Так мы встретились с Зельдовичем, на счету которого уже была какая-то работа в кино — это был первый полнометражный его фильм, но до этого он снял фильм «Мальва», где работал у него композитором Андрей Головин, был такой московский человек. Но, в общем, решил он с Головиным не работать на этот раз, а решил рискнуть. Ему было ясно, — и я эту идею охотно принял — что есть две какие-то музыкально-эстетические сферы, которые надлежит воплотить в данном фильме. Я не буду говорить о том, что такое «Закат», все это знают, это связано с Бабелем, еврейская история. В этом же году вышло еще два фильма по Бабелю почему-то; всего три, стало быть, и один из них был мой. Одна тема — так называемая клезмерская музыка, музыка местечек, музыка еврейской диаспоры восточно-европейской. И вторая тема — танго, как он (Зельдович) мне сказал сразу. Вот было два ключевых понятия, танго и клезмерская музыка, их надлежало каким-то образом соединить. Танго тоже понятно почему — потому что это есть квинтэссенция некого шика в представлении бедного еврейского бандита. ‹…› Мне эта идея как-то сразу очень понравилась, потому что я уже тогда постепенно начинал понимать, что мне нравится приготавливать такие коктейли или, как бы сейчас сказали, фьюжн из малосоединимых вещей. То есть потом оказалось, что они прекрасно соединяются, но мне казалось, что до этого никто рационально не предпринимал подобных попыток. Я с большим увлечением стал работать над этой музыкой методом проб и ошибок.

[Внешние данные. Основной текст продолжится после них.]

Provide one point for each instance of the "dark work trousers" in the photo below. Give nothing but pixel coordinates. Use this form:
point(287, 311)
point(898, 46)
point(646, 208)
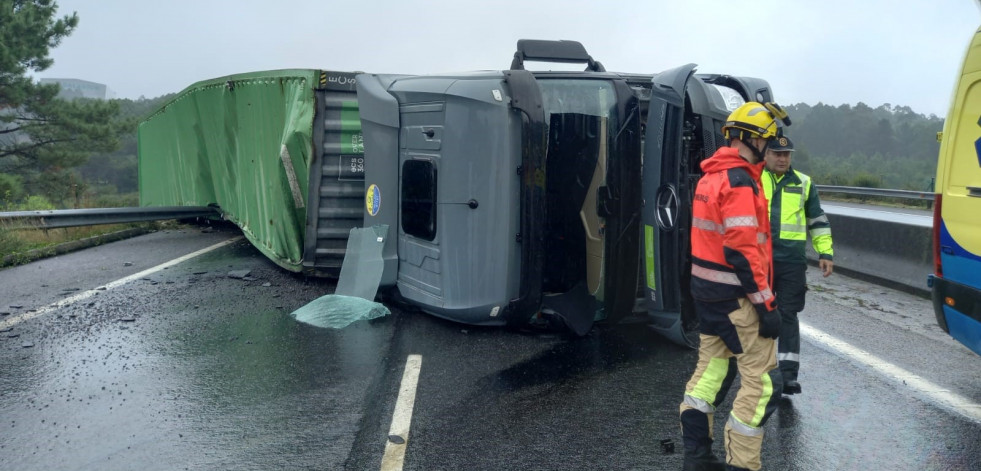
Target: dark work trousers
point(789, 284)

Вообще, с Зельдовичем работать очень сложно (может быть, сейчас не так сложно, потому что я привык, сделал с ним уже три картины), не только мне, но и другим людям. Я знаю случай, когда монтажер, которая с ним работала, сразу после того, как закончилась работа, попала в психиатрическую больницу. В конце концов мы эту работу сделали. Есть такая проблема в кино: когда на съемках кто-то поет и пляшет, нужно, чтобы уже была музыка. Поскольку мы были люди достаточно неопытные, Саша просто снял этот эпизод, где у него два героя пляшут, и он ничтоже сумняшеся поставил туда музыку, которая называется, кажется, «Хава нагила». Я был, конечно, категорически против, не потому что это плохая музыка, нет, она прекрасна, но в сравнении с тем, что уже было написано для фильма, это было немножко не туда. И тогда я уже под изображение с помощью метронома и других нехитрых приспособлений и под музыку это самой народной песни, поняв, в каком темпе они танцуют, сочинил совершенно другую музыку. Этот эпизод получил рабочее название «Еврейская ламбада», и, в общем, все там сошлось.
В этот момент я начал прозревать какие-то довольно простые вещи, которым меня не учили, и, подозреваю, никого в консерватории не учат; по-моему, ничего такого нет и по сей день — чтобы обучали тому, как писать музыку для кино, для рекламных джинглов и так далее. Хотя на Западе — в Европе, по крайней мере — такие курсы существуют. Я постепенно стал понимать вещи основополагающие, простые, про то, что скорость музыки, которая в данный момент происходит в кадре, темп музыки, что это, пожалуй, самая важная вещь. Даже если вы (я обращаюсь ко всем вам, как если бы вы все были кинокомпозиторами) поймали правильное настроение и драматургию этого эпизода, если скорость вашей музыки будет неправильная, то она просто, как говорится, не ляжет.
На этой работе я познакомился с Миной Яковлевной Бланк, музыкальным редактором «Мосфильма». Мы с ней подружились, она уже была в преклонных годах, была таким достаточно эксцентричным человеком; прежде всего — со страшно эксцентричной внешностью. Она много лет там работала, знала абсолютно всех, работала очень много с Альфредом Шнитке, Артемьевым, естественно; но самым любимым ее композитором был Гладков. Думаю, это хороший выбор и хороший вкус. Она меня очень поддерживала — морально, можно сказать, потому что профессионально она никак не могла меня поддержать. Как талисман она была чудесным абсолютно человеком. Она умерла в довольно преклонном возрасте, предварительно похоронив еще более старую мать. Однажды она мне сказала: «Запомните, Леня: любая музыка подходит под любое изображение». Когда, спустя много лет, я напомнил ей эту фразу, она крайне изумилась и сказала, что не говорила ничего подобного — но имела в виду, что любая музыка действительно подходит под любое изображение при условии, что это хорошая музыка. Но хорошая музыка — понятие, в общем, относительное; то, что может быть хорошей музыкой в какой-то одной ситуации, в кино совершенно не является хорошим. Не буду приводить примеры, но, скажем, музыка достаточно насыщенная, фактурно, ритмически достаточно сложная, иногда в кино так выпирает, что мешает нам смотреть фильм и понимать историю. Так что все это крайне относительно.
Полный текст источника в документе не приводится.